Ele tinha gritado em voz alta? Ele não tinha certeza. Seu peito apertou e ele olhou para cima novamente, sentindo-se mais sozinho do que nunca. Ele tinha que encontrar Qing! Ela não podia estar morta. Ele girou para um lado e depois para o outro. Não, não, não, não....
Quando o tiro veio, ecoou ao longe, e ele olhou para o rifle, esperando ver sangue escorrendo por suas mãos. Havia apenas sujeira.
Outro tiro soou, pássaros gritando em vôo assustado. Wangji olhou novamente para o rifle. Não era ele. Alguém estava atirando. Foi Wen?
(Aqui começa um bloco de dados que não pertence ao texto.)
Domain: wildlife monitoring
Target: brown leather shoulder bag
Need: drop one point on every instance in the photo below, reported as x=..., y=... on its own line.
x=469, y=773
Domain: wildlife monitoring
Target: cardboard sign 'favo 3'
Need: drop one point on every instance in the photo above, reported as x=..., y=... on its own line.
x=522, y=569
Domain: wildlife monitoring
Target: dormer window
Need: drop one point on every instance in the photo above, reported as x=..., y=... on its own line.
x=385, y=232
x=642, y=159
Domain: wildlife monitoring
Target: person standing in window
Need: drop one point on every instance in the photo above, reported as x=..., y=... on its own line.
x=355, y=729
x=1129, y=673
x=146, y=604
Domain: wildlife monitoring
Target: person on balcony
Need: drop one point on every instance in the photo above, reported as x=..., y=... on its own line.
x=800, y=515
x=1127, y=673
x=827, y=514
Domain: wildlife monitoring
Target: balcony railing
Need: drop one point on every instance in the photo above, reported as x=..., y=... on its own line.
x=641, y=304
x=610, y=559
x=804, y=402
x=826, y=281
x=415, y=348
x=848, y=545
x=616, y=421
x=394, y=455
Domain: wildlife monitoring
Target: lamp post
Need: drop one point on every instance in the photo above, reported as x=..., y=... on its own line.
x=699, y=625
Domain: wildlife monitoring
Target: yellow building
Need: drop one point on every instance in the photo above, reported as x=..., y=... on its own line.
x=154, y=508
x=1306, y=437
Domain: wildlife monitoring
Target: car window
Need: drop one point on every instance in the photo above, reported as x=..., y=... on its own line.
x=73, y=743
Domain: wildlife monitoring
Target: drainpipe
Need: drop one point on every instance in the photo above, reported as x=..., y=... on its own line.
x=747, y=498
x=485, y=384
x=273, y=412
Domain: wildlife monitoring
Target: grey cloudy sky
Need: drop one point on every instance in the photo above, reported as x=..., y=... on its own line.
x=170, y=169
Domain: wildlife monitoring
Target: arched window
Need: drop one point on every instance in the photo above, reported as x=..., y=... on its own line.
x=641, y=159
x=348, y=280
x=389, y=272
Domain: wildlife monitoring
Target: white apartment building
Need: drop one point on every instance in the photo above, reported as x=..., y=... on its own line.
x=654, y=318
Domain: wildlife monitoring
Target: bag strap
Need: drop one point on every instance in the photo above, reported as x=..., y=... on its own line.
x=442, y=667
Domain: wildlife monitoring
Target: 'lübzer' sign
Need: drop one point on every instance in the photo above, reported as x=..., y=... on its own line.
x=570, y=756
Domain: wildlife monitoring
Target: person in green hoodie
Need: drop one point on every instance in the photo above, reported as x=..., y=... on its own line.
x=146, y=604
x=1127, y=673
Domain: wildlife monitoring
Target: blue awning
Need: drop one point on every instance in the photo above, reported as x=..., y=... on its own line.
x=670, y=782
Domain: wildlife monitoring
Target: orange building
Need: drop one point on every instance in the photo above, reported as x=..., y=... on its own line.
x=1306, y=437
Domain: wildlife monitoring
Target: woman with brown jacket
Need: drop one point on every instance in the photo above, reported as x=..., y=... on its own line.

Oh Deus, e se Wuxian estivesse com problemas?
Imagens cintilaram em sua mente – Wuxian sentado perto da fogueira lambendo marshmallow pegajoso de seus dedos, cantando junto com eles. O colete salva-vidas de Wangji afivelado, seus olhos azuis claros e próximos, bochechas enrugadas em um sorriso. Agachando-se ao lado de Qing na Estrada para o Sol, contando a ela todas as coisas que ela queria saber com uma paciência infinita.
Wangji avançou em direção ao som. Ele não protegeu seu bebê. Ele não falharia com Wuxian.